Freitag, 21. Dezember 2012

Pressemarathon


        Pünktlich auf die Sekunde kam Russlands Präsident Wladimir Wladimirowitsch Putin in den Saal, in welchem 1226 Journalisten ihn erwarteten.
        In Vorbereitung hatte ich mir extra starken Tee zubereitet. Denn bequem auf der Couch neigt man doch dazu, bei langweiligen Passagen wegzunicken. Allerdings gab es - zumindest für mich - diese Erscheinung heute nicht. Denn der souveräne Präsident gab auf viele Fragen selbst zu etwas kitzligen Erscheinungen seine ruhigen, manchmal auch ironischen Antworten. Auch wenn er nach 4 Stunden und 33 Minuten die Veranstaltung mit der Bemerkung beendete, sie erinnere ihn ein wenig an eine Renovierung einer Wohnung - man werde nie fertig, müsse sich aber doch dazu zwingen, sie abzubrechen - wirkte er nicht ermüdet, aber doch nicht mehr ganz frisch.

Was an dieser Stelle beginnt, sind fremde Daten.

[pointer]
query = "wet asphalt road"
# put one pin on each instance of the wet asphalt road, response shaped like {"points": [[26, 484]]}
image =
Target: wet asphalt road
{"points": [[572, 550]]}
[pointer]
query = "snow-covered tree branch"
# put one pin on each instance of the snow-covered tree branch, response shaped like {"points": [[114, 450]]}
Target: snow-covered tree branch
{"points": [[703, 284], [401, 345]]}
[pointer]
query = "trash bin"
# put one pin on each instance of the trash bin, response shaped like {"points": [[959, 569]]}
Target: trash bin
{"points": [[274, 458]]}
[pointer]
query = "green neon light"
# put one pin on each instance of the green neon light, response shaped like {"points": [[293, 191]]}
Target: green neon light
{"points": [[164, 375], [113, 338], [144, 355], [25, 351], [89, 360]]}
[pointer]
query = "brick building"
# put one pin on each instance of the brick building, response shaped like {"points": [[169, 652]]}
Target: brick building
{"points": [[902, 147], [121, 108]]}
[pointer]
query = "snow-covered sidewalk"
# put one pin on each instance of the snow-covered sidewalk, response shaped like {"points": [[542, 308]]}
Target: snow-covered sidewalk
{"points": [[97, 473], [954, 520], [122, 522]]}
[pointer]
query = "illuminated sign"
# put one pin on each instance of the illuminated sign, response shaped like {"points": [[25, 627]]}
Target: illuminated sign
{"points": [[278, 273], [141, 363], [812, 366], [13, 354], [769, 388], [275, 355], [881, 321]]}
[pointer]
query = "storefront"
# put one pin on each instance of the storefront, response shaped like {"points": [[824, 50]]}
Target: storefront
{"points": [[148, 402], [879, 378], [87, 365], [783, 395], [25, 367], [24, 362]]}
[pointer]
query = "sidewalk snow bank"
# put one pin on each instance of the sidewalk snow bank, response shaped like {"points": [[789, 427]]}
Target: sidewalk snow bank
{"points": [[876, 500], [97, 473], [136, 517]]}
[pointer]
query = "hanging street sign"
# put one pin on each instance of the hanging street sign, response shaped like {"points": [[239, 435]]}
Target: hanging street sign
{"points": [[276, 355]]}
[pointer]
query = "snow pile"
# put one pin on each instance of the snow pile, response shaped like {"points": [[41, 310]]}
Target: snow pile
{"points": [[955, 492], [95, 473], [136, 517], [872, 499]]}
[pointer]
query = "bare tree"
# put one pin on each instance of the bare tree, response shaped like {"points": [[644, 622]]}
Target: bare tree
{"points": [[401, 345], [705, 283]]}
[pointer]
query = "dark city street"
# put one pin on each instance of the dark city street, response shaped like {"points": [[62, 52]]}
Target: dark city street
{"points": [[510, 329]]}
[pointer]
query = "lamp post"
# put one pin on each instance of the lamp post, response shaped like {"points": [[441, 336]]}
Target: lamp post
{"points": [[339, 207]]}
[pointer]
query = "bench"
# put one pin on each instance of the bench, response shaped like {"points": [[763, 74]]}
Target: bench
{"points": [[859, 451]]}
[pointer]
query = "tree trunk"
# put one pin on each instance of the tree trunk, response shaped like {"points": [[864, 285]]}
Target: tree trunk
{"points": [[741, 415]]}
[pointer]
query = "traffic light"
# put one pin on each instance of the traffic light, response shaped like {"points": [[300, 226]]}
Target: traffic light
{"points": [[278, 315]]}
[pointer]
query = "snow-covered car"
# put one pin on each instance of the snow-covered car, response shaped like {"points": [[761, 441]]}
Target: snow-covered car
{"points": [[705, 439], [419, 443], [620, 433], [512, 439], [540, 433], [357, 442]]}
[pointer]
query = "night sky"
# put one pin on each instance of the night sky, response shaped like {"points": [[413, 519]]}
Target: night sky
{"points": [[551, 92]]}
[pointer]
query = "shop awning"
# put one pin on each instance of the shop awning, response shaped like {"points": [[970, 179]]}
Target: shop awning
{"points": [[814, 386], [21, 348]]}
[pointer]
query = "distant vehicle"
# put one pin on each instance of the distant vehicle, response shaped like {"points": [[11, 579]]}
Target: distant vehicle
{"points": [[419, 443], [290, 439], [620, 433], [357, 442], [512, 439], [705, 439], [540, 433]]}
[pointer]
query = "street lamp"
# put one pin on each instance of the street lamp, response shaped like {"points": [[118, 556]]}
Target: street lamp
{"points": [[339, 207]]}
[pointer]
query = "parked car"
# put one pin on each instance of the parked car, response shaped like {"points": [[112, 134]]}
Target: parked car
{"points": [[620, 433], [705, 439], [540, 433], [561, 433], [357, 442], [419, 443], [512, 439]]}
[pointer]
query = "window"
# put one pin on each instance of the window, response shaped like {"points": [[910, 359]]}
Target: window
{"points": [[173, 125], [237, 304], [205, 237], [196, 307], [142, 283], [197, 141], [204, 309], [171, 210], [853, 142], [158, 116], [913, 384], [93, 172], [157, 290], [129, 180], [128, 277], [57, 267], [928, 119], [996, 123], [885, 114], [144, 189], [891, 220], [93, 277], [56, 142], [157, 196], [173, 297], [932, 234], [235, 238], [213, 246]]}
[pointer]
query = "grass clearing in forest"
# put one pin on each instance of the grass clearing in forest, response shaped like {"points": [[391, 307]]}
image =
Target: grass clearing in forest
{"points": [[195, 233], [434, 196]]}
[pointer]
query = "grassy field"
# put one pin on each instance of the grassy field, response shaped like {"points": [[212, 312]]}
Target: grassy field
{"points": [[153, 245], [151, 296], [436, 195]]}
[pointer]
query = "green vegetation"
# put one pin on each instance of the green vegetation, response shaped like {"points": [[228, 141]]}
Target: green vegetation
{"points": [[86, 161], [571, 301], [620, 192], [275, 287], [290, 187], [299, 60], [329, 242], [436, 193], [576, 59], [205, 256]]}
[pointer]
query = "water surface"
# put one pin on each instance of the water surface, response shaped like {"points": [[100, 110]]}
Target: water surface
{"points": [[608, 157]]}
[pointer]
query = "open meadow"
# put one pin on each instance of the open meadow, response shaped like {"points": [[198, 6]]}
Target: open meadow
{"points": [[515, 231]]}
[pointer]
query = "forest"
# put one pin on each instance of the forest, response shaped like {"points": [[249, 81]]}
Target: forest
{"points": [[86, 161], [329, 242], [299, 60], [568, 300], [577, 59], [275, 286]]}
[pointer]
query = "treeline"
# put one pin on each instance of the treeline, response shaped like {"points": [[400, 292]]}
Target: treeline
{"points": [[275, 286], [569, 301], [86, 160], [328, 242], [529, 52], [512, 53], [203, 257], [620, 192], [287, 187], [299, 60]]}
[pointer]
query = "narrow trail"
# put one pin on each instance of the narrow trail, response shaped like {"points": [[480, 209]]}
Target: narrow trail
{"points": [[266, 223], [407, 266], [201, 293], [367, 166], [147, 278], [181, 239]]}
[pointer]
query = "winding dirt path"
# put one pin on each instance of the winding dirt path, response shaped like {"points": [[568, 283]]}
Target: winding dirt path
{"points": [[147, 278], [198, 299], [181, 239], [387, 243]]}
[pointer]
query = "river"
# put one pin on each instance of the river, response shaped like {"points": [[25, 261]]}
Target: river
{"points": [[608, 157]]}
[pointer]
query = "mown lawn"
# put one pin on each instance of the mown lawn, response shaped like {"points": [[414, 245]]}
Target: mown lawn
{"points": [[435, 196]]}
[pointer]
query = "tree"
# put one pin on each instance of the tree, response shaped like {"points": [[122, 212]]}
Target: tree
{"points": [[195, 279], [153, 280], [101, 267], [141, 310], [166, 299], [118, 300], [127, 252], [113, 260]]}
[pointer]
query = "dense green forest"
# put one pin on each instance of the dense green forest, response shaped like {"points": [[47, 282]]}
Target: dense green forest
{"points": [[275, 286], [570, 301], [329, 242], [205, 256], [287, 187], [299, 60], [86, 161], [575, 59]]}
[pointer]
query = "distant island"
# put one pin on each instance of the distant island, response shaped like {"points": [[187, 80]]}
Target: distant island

        Hier will ich die erste Frage erwähnen, zu der Wladimir Putin mehrfach von anderen Fragestellern genötigt war, Kommentare zu geben - für mich ein Zeichen, dass die in der Psychologie bekannte Tatsache zutrifft: man erfasst vorwiegend, was man hören will. Das sagte der Präsident aber nicht. Sondern einfach nur seine, durch nachprüfbare Fakten erhärtete Meinung, die von einigen Vertretern sowohl russischer als auch internationaler Medien so ohne weiteres nicht übernommen werden wollte.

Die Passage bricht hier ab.